Era el año 1884 cuando un platero griego llamado Sotirio Bulgari fundó la marca Bulgari, abriendo la primera tienda en Via Sistina, en Roma. La marca, un gigante del sector del lujo con sus productos de joyería, perfumes y su presencia en la industria hotelera, toma el nombre de su fundador y suele escribirse siguiendo las letras del alfabeto latino clásico, es decir, con la «v» en lugar de la «u»: «BVLGARI».
Las especiales creaciones en plata del señor Bulgari fueron tan apreciadas por los turistas, sobre todo ingleses que llegaban a la ciudad durante el Grand Tour, que permitieron la apertura de nuevas boutiques en Via Condotti. Al joyero lo ayudaron sus dos hijos, Giorgio y Costantino, quienes convirtieron la pequeña empresa familiar en una auténtica Maison de alta joyería, apoyándose en su rica tradición.
Las primeras creaciones aún se inspiran en la tradicional escuela francesa y en el Art Déco, combinando platino y diamantes en geometrías estilizadas. A partir de los años 40, el estilo genuinamente italiano de Bvlgari comienza a tomar forma gracias a la introducción de nuevos elementos, materiales y símbolos (como la icónica Serpiente). La tienda de Roma, y la propia marca, se convierten en uno de los destinos favoritos de la alta sociedad y de las celebridades internacionales, cabalgando una ola de éxito que ayudó a consolidar su fama internacional.

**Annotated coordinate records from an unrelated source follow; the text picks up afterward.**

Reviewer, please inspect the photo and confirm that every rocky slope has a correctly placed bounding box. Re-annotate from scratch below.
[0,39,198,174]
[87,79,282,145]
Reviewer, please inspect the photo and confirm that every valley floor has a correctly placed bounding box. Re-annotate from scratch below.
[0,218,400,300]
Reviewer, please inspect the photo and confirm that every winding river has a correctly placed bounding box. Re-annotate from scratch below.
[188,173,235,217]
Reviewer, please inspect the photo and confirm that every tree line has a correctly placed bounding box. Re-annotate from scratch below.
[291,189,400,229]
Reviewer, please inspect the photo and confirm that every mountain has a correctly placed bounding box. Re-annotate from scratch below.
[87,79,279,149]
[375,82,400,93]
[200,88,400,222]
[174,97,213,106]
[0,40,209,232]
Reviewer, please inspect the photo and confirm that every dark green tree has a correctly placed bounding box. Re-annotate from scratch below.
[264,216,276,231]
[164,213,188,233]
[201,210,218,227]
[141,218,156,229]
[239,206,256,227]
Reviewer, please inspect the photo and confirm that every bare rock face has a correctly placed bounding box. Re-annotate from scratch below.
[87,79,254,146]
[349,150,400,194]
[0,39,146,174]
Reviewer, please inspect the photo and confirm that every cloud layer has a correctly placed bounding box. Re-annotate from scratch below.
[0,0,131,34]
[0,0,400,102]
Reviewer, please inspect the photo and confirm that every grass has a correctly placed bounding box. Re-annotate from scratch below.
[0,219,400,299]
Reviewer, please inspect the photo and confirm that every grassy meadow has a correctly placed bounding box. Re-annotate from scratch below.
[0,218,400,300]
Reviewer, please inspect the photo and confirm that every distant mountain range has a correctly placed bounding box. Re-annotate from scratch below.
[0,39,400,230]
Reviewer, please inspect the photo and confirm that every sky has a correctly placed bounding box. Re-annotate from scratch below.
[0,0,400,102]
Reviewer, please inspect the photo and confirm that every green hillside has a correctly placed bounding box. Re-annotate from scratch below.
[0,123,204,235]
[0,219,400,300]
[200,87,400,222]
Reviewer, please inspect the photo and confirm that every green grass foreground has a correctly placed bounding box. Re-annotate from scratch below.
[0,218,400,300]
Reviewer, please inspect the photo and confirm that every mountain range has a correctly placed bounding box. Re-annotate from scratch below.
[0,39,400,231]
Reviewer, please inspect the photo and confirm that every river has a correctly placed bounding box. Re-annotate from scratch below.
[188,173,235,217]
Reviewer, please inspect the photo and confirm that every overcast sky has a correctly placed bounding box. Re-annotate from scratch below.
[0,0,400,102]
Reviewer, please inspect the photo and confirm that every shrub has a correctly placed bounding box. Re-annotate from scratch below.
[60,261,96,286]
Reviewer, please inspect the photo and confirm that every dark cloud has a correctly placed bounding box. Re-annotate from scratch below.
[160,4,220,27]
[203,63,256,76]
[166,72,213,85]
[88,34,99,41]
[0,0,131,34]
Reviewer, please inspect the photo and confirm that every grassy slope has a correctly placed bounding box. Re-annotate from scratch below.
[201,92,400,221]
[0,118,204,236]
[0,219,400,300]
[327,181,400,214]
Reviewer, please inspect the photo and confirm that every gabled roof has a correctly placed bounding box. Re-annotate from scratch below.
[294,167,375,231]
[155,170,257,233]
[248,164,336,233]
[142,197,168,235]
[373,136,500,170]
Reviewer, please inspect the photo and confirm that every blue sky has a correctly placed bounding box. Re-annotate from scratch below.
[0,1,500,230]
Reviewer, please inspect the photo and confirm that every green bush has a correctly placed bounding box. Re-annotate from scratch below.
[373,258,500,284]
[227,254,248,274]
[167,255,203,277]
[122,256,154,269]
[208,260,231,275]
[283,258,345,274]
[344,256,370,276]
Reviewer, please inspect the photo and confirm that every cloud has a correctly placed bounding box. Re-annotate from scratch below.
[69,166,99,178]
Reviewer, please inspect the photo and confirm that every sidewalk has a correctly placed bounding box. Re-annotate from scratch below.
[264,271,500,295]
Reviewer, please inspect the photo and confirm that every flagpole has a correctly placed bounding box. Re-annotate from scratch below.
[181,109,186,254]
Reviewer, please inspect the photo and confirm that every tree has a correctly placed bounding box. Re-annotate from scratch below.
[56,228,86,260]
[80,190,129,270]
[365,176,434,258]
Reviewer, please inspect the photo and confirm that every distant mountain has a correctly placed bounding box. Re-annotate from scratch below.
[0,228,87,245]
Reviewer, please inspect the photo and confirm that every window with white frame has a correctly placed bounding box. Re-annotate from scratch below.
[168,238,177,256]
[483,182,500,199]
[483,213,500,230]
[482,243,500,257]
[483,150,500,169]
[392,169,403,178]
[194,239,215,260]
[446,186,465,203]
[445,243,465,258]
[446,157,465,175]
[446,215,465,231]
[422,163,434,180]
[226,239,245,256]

Pero a lo largo de los años la marca ha mantenido siempre su audacia, proponiendo siempre combinaciones cromáticas entre piedras de distinto tipo y valor; en los años ochenta, en cambio, triunfaban la modularidad y la versatilidad de las nuevas propuestas distintivas, que se adaptaban tanto al día como a la noche, en distintos tipos de ocasión. Una creatividad sin límites que, gracias al empleo de materiales insólitos para la creación de joyas y relojes, como acero, porcelana, seda y madera, alcanza nuevas cimas de refinamiento, imponiendo nuevas fronteras del lujo.
En 1995 la empresa sale a bolsa y en 2001 lanza una auténtica marca de hoteles de lujo, «Bulgari Hotels & Resorts», cuya primera sede está en Milán. En 2011 la marca pasa a formar parte del holding LVMH, que aumenta las inversiones publicitarias y respalda la apertura de más tiendas en el mundo; en 2012 Bvlgari recupera los derechos de uso de la marca que anteriormente habían sido cedidos.